Former World Bank South Asia Vice President

Breaking the Silence

The India case sent shock waves across staff and personally touched many working on South Asia, including then South Asia Vice President, Isabel Guerrero.

“We could not keep silent in the face of horrific acts, together, we wanted to understand the complexity, scale and gravity of Violence against Women, so that we could make a step forward to overcome it,” Guerrero said.

The region has since been on a quest to define the Bank’s role on addressing this important human rights issue.

The region started by asking young people across South Asia to share their ideas on what it will take to end violence in their countries. Over a thousand young men and women shared their ideas.

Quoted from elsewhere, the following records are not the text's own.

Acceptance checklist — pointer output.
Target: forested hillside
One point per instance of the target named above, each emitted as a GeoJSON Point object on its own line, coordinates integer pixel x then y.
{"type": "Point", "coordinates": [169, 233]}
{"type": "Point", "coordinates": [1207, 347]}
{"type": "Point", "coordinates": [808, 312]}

At a session called Breaking the Silence at this year’s Spring Meetings, prominent South Asian women spoke provocatively on whether we had finally “reached a breaking point” on gender inequality and violence.

Joining Forces

To turn the crowdsourcing of ideas generated by youth into innovative solutions for change, the Bank Group joined forces with a Nepalese firm, Young Innovations, and the Computer Association of Nepal to host a Hackathon in Nepal on June 16 to find IT-based solutions. Braving monsoon rains and a strike preventing any type of transport, over 100 youth joined the one-day session to design innovative applications aimed at preventing and reporting violence against women.

“We realize that engaging youth and tapping into their passion and creativity is critical for breaking out of the cycle of gender violence. Young people have the greatest potential to change their society and the future,” said Maria Correia, the World Bank’s South Asia Social Development Manager

From triggering an alert system by sending a text message to sharing testimonies to provide support, young people worked on their laptops through the day to develop prototypes of mobile applications to assist victims, shame offenders, map out safe zones and danger zones, and more.

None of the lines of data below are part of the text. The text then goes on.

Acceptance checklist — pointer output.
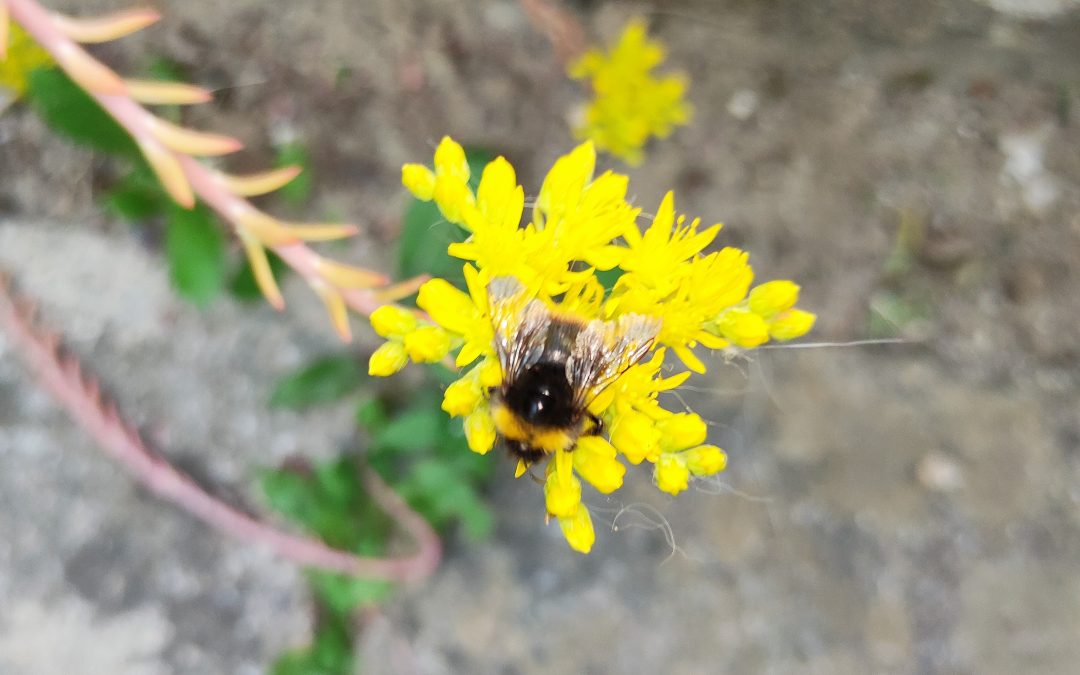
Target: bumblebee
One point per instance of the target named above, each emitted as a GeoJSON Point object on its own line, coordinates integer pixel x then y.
{"type": "Point", "coordinates": [553, 365]}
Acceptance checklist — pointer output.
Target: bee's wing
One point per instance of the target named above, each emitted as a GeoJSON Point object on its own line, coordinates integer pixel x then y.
{"type": "Point", "coordinates": [520, 325]}
{"type": "Point", "coordinates": [605, 349]}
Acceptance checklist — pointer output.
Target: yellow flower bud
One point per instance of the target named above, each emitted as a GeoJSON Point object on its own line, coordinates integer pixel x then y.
{"type": "Point", "coordinates": [594, 459]}
{"type": "Point", "coordinates": [454, 198]}
{"type": "Point", "coordinates": [792, 324]}
{"type": "Point", "coordinates": [773, 297]}
{"type": "Point", "coordinates": [490, 373]}
{"type": "Point", "coordinates": [682, 431]}
{"type": "Point", "coordinates": [450, 160]}
{"type": "Point", "coordinates": [705, 460]}
{"type": "Point", "coordinates": [743, 328]}
{"type": "Point", "coordinates": [388, 359]}
{"type": "Point", "coordinates": [635, 435]}
{"type": "Point", "coordinates": [447, 306]}
{"type": "Point", "coordinates": [427, 343]}
{"type": "Point", "coordinates": [462, 396]}
{"type": "Point", "coordinates": [563, 497]}
{"type": "Point", "coordinates": [578, 529]}
{"type": "Point", "coordinates": [419, 180]}
{"type": "Point", "coordinates": [671, 474]}
{"type": "Point", "coordinates": [391, 320]}
{"type": "Point", "coordinates": [480, 431]}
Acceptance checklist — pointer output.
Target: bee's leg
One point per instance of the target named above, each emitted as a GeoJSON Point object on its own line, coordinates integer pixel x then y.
{"type": "Point", "coordinates": [597, 427]}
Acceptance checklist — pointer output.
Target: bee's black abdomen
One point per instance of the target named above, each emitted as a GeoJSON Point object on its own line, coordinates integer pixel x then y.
{"type": "Point", "coordinates": [542, 396]}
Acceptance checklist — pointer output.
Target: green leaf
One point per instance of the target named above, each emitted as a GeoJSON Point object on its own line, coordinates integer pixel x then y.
{"type": "Point", "coordinates": [442, 495]}
{"type": "Point", "coordinates": [342, 593]}
{"type": "Point", "coordinates": [243, 285]}
{"type": "Point", "coordinates": [136, 197]}
{"type": "Point", "coordinates": [329, 652]}
{"type": "Point", "coordinates": [372, 414]}
{"type": "Point", "coordinates": [323, 380]}
{"type": "Point", "coordinates": [196, 251]}
{"type": "Point", "coordinates": [297, 192]}
{"type": "Point", "coordinates": [426, 234]}
{"type": "Point", "coordinates": [70, 111]}
{"type": "Point", "coordinates": [414, 429]}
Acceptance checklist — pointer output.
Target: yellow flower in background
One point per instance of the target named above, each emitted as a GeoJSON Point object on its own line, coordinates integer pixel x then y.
{"type": "Point", "coordinates": [581, 224]}
{"type": "Point", "coordinates": [630, 104]}
{"type": "Point", "coordinates": [24, 56]}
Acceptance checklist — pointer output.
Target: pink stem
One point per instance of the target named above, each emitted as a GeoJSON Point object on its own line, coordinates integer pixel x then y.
{"type": "Point", "coordinates": [62, 376]}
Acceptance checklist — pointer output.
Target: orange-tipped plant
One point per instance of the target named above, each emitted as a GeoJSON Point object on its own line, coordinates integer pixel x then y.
{"type": "Point", "coordinates": [171, 151]}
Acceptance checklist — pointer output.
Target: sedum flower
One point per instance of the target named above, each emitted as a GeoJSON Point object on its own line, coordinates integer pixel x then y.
{"type": "Point", "coordinates": [581, 224]}
{"type": "Point", "coordinates": [630, 104]}
{"type": "Point", "coordinates": [24, 56]}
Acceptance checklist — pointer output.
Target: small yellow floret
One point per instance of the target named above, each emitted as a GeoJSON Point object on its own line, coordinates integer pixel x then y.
{"type": "Point", "coordinates": [391, 320]}
{"type": "Point", "coordinates": [562, 496]}
{"type": "Point", "coordinates": [462, 396]}
{"type": "Point", "coordinates": [792, 324]}
{"type": "Point", "coordinates": [427, 345]}
{"type": "Point", "coordinates": [773, 297]}
{"type": "Point", "coordinates": [743, 327]}
{"type": "Point", "coordinates": [594, 458]}
{"type": "Point", "coordinates": [578, 529]}
{"type": "Point", "coordinates": [672, 474]}
{"type": "Point", "coordinates": [419, 180]}
{"type": "Point", "coordinates": [705, 460]}
{"type": "Point", "coordinates": [635, 435]}
{"type": "Point", "coordinates": [480, 431]}
{"type": "Point", "coordinates": [388, 359]}
{"type": "Point", "coordinates": [24, 56]}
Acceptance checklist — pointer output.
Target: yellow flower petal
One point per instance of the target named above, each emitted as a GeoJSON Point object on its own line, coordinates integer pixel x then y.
{"type": "Point", "coordinates": [450, 160]}
{"type": "Point", "coordinates": [682, 431]}
{"type": "Point", "coordinates": [672, 474]}
{"type": "Point", "coordinates": [705, 460]}
{"type": "Point", "coordinates": [391, 320]}
{"type": "Point", "coordinates": [792, 324]}
{"type": "Point", "coordinates": [462, 396]}
{"type": "Point", "coordinates": [635, 435]}
{"type": "Point", "coordinates": [594, 458]}
{"type": "Point", "coordinates": [480, 431]}
{"type": "Point", "coordinates": [578, 529]}
{"type": "Point", "coordinates": [419, 180]}
{"type": "Point", "coordinates": [427, 345]}
{"type": "Point", "coordinates": [743, 327]}
{"type": "Point", "coordinates": [773, 297]}
{"type": "Point", "coordinates": [388, 359]}
{"type": "Point", "coordinates": [562, 497]}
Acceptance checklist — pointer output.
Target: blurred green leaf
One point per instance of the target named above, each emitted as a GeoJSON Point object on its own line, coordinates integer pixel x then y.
{"type": "Point", "coordinates": [329, 653]}
{"type": "Point", "coordinates": [297, 192]}
{"type": "Point", "coordinates": [413, 430]}
{"type": "Point", "coordinates": [342, 593]}
{"type": "Point", "coordinates": [167, 70]}
{"type": "Point", "coordinates": [243, 285]}
{"type": "Point", "coordinates": [69, 110]}
{"type": "Point", "coordinates": [196, 251]}
{"type": "Point", "coordinates": [442, 495]}
{"type": "Point", "coordinates": [426, 234]}
{"type": "Point", "coordinates": [323, 380]}
{"type": "Point", "coordinates": [372, 414]}
{"type": "Point", "coordinates": [136, 197]}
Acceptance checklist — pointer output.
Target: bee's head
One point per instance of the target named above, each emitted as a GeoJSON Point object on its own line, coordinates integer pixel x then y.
{"type": "Point", "coordinates": [542, 396]}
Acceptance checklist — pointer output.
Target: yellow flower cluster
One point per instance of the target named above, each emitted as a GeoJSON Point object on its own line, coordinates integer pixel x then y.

Joining forces to overcome gender based violence

The regional conference on June 17-18, Joining Forces to Overcome Violence against Women, followed the hackathon. Organized by the Bank in partnership with Oxfam International, over 200 participants from South Asia with diverse backgrounds shared research, discussed issues, and sought solutions to inform and heighten the Bank’s response to gender violence. On social media, the two days of live coverage reached hundreds of thousands of engaged citizens.

Conference sessions covered legal perspectives, evidence on what works, the challenge of changing social attitudes in South Asia, and engaging the public and private sectors, including policy makers and opinion leaders, to address the complexity of gender violence. Participants affirmed that the gravity of the issue calls for collective regional action focused on comprehensive approach.

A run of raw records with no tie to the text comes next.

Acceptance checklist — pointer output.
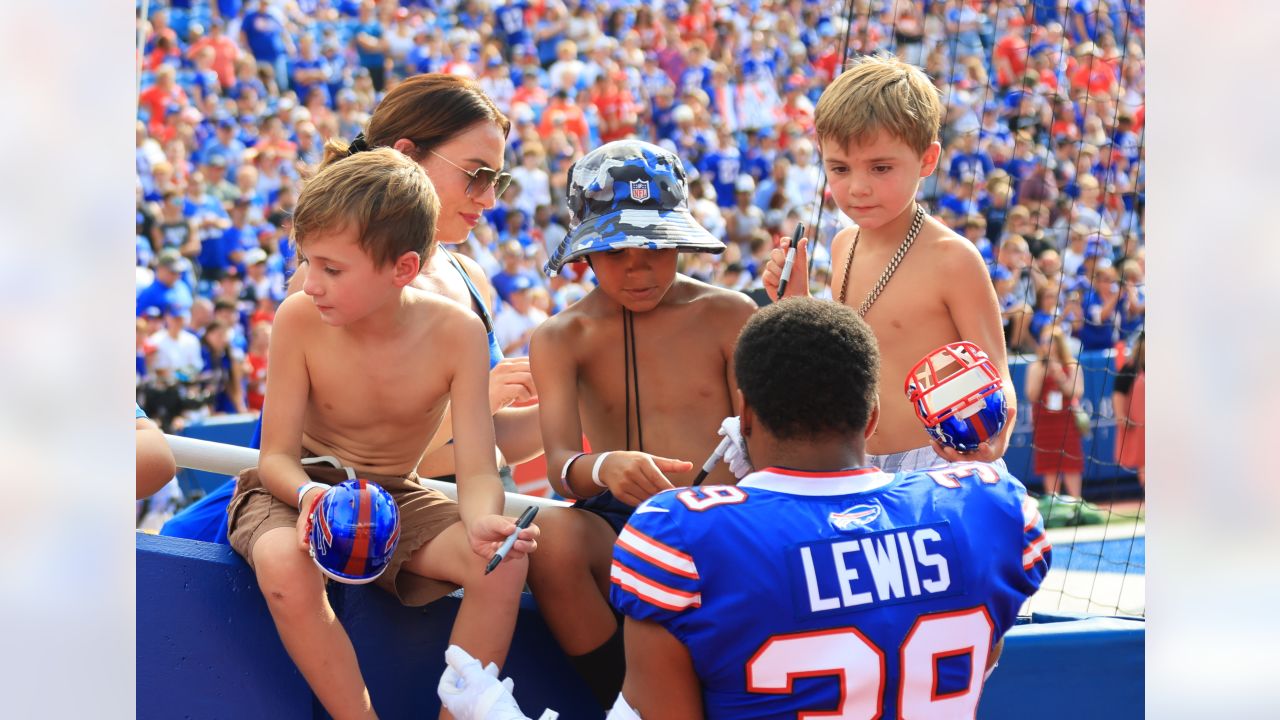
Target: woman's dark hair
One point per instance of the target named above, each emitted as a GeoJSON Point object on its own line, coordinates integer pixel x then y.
{"type": "Point", "coordinates": [809, 368]}
{"type": "Point", "coordinates": [428, 109]}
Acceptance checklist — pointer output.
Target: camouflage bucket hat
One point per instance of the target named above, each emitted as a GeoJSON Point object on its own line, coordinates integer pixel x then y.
{"type": "Point", "coordinates": [629, 194]}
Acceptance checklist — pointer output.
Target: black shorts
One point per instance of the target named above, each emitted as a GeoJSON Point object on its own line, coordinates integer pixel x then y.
{"type": "Point", "coordinates": [611, 509]}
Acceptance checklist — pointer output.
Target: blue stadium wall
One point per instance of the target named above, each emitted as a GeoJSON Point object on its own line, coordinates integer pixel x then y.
{"type": "Point", "coordinates": [206, 648]}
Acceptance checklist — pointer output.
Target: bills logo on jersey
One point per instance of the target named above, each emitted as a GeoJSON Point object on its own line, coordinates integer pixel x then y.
{"type": "Point", "coordinates": [858, 515]}
{"type": "Point", "coordinates": [640, 191]}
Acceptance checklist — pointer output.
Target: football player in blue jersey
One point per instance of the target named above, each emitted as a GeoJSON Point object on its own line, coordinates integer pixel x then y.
{"type": "Point", "coordinates": [817, 584]}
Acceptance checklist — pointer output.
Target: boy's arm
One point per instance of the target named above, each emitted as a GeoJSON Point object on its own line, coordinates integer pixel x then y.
{"type": "Point", "coordinates": [661, 680]}
{"type": "Point", "coordinates": [517, 433]}
{"type": "Point", "coordinates": [556, 377]}
{"type": "Point", "coordinates": [155, 463]}
{"type": "Point", "coordinates": [289, 386]}
{"type": "Point", "coordinates": [480, 496]}
{"type": "Point", "coordinates": [970, 300]}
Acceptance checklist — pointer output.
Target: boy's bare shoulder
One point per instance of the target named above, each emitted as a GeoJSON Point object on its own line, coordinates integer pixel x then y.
{"type": "Point", "coordinates": [950, 253]}
{"type": "Point", "coordinates": [296, 309]}
{"type": "Point", "coordinates": [712, 299]}
{"type": "Point", "coordinates": [442, 313]}
{"type": "Point", "coordinates": [572, 320]}
{"type": "Point", "coordinates": [840, 244]}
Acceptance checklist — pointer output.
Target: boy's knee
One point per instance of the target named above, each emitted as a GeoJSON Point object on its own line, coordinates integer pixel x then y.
{"type": "Point", "coordinates": [507, 578]}
{"type": "Point", "coordinates": [561, 546]}
{"type": "Point", "coordinates": [284, 573]}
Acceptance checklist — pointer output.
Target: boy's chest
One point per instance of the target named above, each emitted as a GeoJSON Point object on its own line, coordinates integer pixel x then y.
{"type": "Point", "coordinates": [376, 386]}
{"type": "Point", "coordinates": [909, 314]}
{"type": "Point", "coordinates": [672, 365]}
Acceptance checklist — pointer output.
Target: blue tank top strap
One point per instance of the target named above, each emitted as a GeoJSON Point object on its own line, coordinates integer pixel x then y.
{"type": "Point", "coordinates": [494, 349]}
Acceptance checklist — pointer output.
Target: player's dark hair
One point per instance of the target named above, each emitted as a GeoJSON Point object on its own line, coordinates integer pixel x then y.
{"type": "Point", "coordinates": [808, 368]}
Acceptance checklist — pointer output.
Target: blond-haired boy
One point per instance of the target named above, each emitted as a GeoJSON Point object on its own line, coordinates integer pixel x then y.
{"type": "Point", "coordinates": [346, 379]}
{"type": "Point", "coordinates": [915, 282]}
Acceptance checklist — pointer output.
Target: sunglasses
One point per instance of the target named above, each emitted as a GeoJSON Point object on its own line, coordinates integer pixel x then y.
{"type": "Point", "coordinates": [481, 178]}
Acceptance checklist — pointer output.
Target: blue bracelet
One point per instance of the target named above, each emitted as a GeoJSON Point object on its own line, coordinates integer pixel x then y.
{"type": "Point", "coordinates": [304, 488]}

Rahul Bose, Oxfam’s South Asian global ambassador and film actor motivated participants when he spoke passionately about what men must do to end the practice of violence against women. He emphasized the need to “redefine what it means to be macho” and called on all of us, especially men, to model the behavior we want to see and change. Bose went on to appeal to a more effective approach to gender violence that includes a movement to work with men:

“Behind every rape, there’s an angry husband, there is a puzzled son, there is even an ashamed father—who reaches out to these men?”

Clearly, we must convene all actors to match the complexity, interconnectivity, scale and gravity of violence against women in South Asia—and this means also men who are the secondary victims.

Call to action

In her opening remarks, Oxfam India’s Nisha Agarwal asked whether it is time for a development goal that sets a target for ending violence against women.

On June 20, 2013, the WHO released new global and regional estimates of violence against women following the first systematic study of global data on the prevalence. Worldwide, some 35 percent of all women will experience violence—that adds up to 900,000,000 million women globally.

Almost one billion women and girls hope for a world free of violence at home, in their communities, and at their workplaces. The time has come for us break the silence and through example as well as program and policy levers, to act on this central human rights issue.